As a unique game overlooked from a poor release date, Nier is an interesting twist on how videogames can be presented to the player. Nier opens to a distressed father direly concerned about his daughter and her potentially fatal sickness known as the Dark Scrawl. After a brief tutorial, the player takes control of the father named Nier and is able to explore an expansive action adventure world. You begin in this world by collecting money through quests in order to support his daughter, Yonah, and strive to cure her sickness.
The world is underdeveloped with small markets and buildings making up most of the small towns. You quickly learn dark scribble-like creatures known as Shades roam the open world outside the towns. Nier gets an assortment of magic and weapons to slay the shades in a bloody mist. As Nier continues through the storyline, the main cast of characters forms to include Grimoire Weiss, a magic book that allows you to cast spells through him, a small boy named Emil with the power to petrify enemies, and lastly, Kaine, a scantily clad female who possess Shade powers, all to help cure Yonahs’ sickness. Shortly after the group is formed, Nier returns to his hometown to find a rampaging Shade and the kidnapping of his daughter. Can the trials and tribulations of this small group save Yonah and free her from her sickness?
The controls for Xbox 360 are very easy to use and work smoothly together. The four buttons supply actions for melee hits, dodging, block breaking and blocking, while each left and right bumper can control one magic attack each provided by Grimoire Weiss. The magic can be switched at any time through the main menu. I did not have any problems at all with the controls and found them very efficient for fighting. The main menu could be organized a bit better; it gets tedious to sort through all your items and to find new items you may have obtained.
Scenery throughout the land is simple but visually complete with rocks and trees through the area. The land is very expansive, but not much changes as the story progresses, even through a time skip in the storyline. What makes up for the lack of changes is that each new zone and town has a different environment and feel to it.
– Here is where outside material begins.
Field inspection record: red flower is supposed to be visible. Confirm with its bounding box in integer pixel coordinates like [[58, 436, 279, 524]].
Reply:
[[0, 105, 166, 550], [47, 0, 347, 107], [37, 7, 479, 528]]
What impressed me most about Nier was the variety of different gaming styles used to keep the player involved. The genre of this game is an action-adventure/RPG, yet it utilizes side-scrolling aspects, overhead camera views, fixed camera angles and even text-based RPGs.
Though Yonah, her father and the rest of the cast have involved backstories, the majority of the game is spent doing side quests. Lots of them. Most of the quests help you gather money to make it easier to get through the game, and they are not necessary to complete the game, but they generally help. Honestly, I feel it helps make Nier more complete, as the game focuses on the plethora of quests.
A really fun aspect of Nier was the boss fights. They force the player to adapt through stages of the fight and end in a neat cutscene. I liked that the dungeons were not long, and some dungeons had humorous dialog or sequences.
One unique aspect of the game I found very appealing and unexpectedly pleasant was the music. The music is not common for a game that has blood spurting out of enemies with every hit and magic attack. It is very soothing and peaceful. It is, however, repetitive, which didn’t bother me but could definitely get on your friends’ nerves if they are watching you play.
Although the quests in Nier absorb a lot of your time, sometimes the description of the quests can be confusing and you will have no idea where to go. Particularly I found what could be a lot better was the fishing quests. In order to fish, you have to watch the fishing rod drastically bend in order to tell a fish is hooked. Your thin fishing rod is very hard to see against a white, rolling, ocean. Different areas of the ocean and every lake are a different skill levels to fish in. The NPC who first teaches you how to fish is located in an elevated fishing skill level, but there are no markers as to how high of a level you should be in order to fish in them.
I would recommend Nier to anyone looking for an inexpensive game to put some free time into. Despite its small storyline, this is a 30-40 hour game with all the quests and upgrading that can be done. The game can be played many times, as there are a few different endings. If you’re the kind of player that just wants to get through a game fast, Nier probably isn’t a game you would want to try. There’s a lot of cutscenes, and the game can get rather hack-n-slash and repetitive. Not many new enemies show up through the various areas, and every area you visit, you will visit a lot.
That said, I would definitely say Nier is worth buying if you like RPG games or action adventure games with strategy. I personally enjoy games in which every hit and dodge you do is determined by your reflexes on a controller. I do not regret purchasing it, but renting the game first to decide how involved you want to get with a long game might be the best idea.